6月の消費者物価の上昇は円安による影響が大きいが、5月よりも宿泊料が値上がりするなど個人消費の堅調さも確認された。株高などが消費者の財布のひもを緩ませ、デフレ脱却に向けて日銀が導入した「異次元」の金融緩和の効果がじわじわ出始めている。ただ、賃上げの動きは鈍く、「2年後に2%」という日銀の物価上昇シナリオの実現は、なおハードルが高い。
日銀のアンケート(6月調査)によれば、1年後の物価が「上がる」と回答した人の比率は80%超を占める。実際、6月の国内企業物価指数も1.2%上昇しており、企業が小売りに上昇分を転嫁すれば消費者物価はさらに押し上げられる。
日銀は2013年度の消費者物価指数(生鮮食品を除く)をプラス0.6%と予測するが、「達成の可能性が高まった」(ニッセイ基礎研究所の斎藤太郎経済調査室長)との見方は多い。
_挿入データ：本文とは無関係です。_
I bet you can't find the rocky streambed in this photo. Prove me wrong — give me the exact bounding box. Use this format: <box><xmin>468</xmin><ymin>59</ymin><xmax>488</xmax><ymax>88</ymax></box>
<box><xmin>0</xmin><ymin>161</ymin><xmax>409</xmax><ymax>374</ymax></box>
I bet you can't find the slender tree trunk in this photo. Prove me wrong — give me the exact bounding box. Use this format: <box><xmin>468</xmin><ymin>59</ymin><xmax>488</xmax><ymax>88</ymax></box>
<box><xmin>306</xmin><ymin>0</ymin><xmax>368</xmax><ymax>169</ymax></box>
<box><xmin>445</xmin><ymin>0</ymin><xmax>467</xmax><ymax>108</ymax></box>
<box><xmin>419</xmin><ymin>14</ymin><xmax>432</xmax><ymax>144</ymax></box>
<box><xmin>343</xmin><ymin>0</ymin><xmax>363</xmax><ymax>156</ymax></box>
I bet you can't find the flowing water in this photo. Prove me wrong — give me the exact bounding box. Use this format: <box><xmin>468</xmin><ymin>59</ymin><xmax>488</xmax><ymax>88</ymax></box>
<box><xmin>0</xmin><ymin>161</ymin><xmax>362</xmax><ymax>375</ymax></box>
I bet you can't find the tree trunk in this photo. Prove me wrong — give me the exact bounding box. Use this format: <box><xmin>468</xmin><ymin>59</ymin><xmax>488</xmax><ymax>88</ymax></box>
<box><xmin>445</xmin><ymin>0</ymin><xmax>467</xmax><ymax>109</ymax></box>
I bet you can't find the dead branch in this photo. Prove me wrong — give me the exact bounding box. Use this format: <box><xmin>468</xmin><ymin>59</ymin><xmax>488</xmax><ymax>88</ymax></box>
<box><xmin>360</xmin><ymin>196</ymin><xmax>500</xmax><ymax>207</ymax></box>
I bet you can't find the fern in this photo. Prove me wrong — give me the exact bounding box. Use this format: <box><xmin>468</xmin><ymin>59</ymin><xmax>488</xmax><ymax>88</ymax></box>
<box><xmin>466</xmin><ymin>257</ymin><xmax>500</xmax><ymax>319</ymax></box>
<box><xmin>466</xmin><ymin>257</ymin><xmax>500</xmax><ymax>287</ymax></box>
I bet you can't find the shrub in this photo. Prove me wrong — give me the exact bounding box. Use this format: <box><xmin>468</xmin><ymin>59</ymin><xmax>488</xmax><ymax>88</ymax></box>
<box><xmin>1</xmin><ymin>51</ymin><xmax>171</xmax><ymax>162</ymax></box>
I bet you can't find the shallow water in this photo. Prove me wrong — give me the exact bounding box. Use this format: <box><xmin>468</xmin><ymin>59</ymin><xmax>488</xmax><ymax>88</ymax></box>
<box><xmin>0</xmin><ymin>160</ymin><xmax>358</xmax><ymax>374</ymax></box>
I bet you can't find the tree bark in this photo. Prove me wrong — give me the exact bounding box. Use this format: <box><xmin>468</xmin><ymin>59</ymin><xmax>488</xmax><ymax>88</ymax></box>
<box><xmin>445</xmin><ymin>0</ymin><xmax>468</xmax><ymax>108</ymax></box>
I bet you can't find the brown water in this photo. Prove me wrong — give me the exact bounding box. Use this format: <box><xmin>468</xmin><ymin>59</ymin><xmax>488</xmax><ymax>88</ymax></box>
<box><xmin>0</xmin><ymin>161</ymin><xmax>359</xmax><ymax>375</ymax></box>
ただ、賃上げを伴わないままモノの値段が上がれば家計を圧迫し、安定的な物価上昇にはつながらない。厚生労働省によると基本給など5月の所定内給与は前年同月比0.2%減と12カ月連続でマイナス。日銀の物価上昇目標の達成は「賃金も上昇する必要があるため困難」(SMBC日興証券の宮前耕也エコノミスト)との指摘も多く、回復傾向にある企業業績をいかに賃金上昇に結びつけるかが、日銀のシナリオ実現の鍵を握る。